INTRODUÇÃO AO JORNALISTA LATINO-AMERICANO

_____O registro compõe as faces da beleza e da indignação. O relato permeia a (in)justiça, mas recupera o sentimento da liberdade, da originalidade, da independência. O presente consolida (e estende) o indivíduo que necessita (re)contar a sua própria história. Além do desafio de revelar atualidades, vale a esse jornalista compartilhar o processo, porque, para ele, o público é a extensão dos olhos que traduzem a união entre os fatos que estão próximos e os distantes.
_____O contraste fundamenta o caminho entre os que apenas transferem as informações e entre aqueles que revelam as notícias também pelas impressões.

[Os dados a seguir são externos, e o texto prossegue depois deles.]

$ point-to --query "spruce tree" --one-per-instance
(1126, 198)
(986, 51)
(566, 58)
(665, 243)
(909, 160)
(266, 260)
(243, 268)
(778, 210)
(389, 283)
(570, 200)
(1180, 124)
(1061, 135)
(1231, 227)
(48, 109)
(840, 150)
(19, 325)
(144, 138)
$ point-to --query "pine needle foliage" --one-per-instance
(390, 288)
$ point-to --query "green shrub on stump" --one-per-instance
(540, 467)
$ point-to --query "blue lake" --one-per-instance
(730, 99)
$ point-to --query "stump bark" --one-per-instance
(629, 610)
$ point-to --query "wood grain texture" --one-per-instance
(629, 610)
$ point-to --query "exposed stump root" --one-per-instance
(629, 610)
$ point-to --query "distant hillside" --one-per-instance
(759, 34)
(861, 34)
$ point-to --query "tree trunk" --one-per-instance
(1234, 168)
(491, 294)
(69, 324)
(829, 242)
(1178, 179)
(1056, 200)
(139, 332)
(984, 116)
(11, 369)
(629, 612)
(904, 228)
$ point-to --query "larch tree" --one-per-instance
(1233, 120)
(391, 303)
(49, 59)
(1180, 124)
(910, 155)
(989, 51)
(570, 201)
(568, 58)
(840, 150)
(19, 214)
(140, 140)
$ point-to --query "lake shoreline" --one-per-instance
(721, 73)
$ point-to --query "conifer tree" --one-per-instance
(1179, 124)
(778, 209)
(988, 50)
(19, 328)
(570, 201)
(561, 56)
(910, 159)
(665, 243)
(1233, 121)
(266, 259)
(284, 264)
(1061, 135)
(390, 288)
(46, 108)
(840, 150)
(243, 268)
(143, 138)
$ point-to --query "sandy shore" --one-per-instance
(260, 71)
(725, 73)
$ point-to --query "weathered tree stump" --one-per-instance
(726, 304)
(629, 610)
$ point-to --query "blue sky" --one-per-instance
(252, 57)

Fica a separação entre o móvel e o estático (do jornalista que procura o modo possível de dizer as coisas pela familiaridade, pela presença física, em contraste com os burocratas que ficam sentados na sala de redação, imaginando o mundo, alimentados pelas notícias de outrem).
_____O repórter precisa sair para vivenciar a natureza, a língua, as pessoas, para sentir que não está sozinho, que ambos possuem a mesma indignação com a política podre, mas, ao mesmo tempo, se deliciam pela beleza de estarem vivos e, apesar de tudo, conseguirem amar, perdoar, rezar, dançar, rir, conviver e, até na rivalidade pelas breves disputas políticas, esportivas, religiosas, saber brincar ao dizer que “não se discutem esses assuntos”.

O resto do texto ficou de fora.